The Idea

This claim argues that the transition from the oral to the written is not merely a change in form, but a transformation that produces new effects in meaning and reception. When speech becomes a fixed text, the way it is preserved, understood, and returned to over time changes. Thus discourse no longer remains as it was, but enters into a new relationship with the reader, interpretation, and circulation.

Concise Formulation

The transformation from oral speech to written text produces new variables

Its Place in the Book’s Argument

This claim occupies an important place in the argument because it explains how religious discourse changes once it is fixed in writing. Writing does not merely transmit what is said; it reorganizes it and gives it a different capacity for interpretation. From this perspective, the statement aligns with the book’s interest in the history of the formation of texts and how their functions change within culture.

Why It Matters

Its importance lies in the fact that it explains why a single text gives rise to multiple readings after it has been written down. This helps us understand Arkoun as someone concerned with the transformations that affect meaning when it moves from oral circulation to written form. It also shows that religious texts do not exist outside history, but that their relationship to people changes as their media change.

Brief Evidence Passage

This claim holds that the transition from the oral to the written is not merely a change in form, but a transformation that produces new effects in meaning and reception.
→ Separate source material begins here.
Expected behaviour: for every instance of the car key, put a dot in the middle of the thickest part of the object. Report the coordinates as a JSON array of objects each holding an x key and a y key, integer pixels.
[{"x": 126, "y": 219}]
When speech becomes a fixed text, the way it is preserved, understood, and returned to over time changes. Thus discourse no longer remains as it was, but enters into a new relationship with the reader, interpretation, and circulation.

Reading Questions

  • What changes in the meaning of a text when it moves from the oral to the written?
  • Why does this transformation make interpretation more complex over time?

Degree of Documentation

High: the claim appears in a clear location in the book’s material.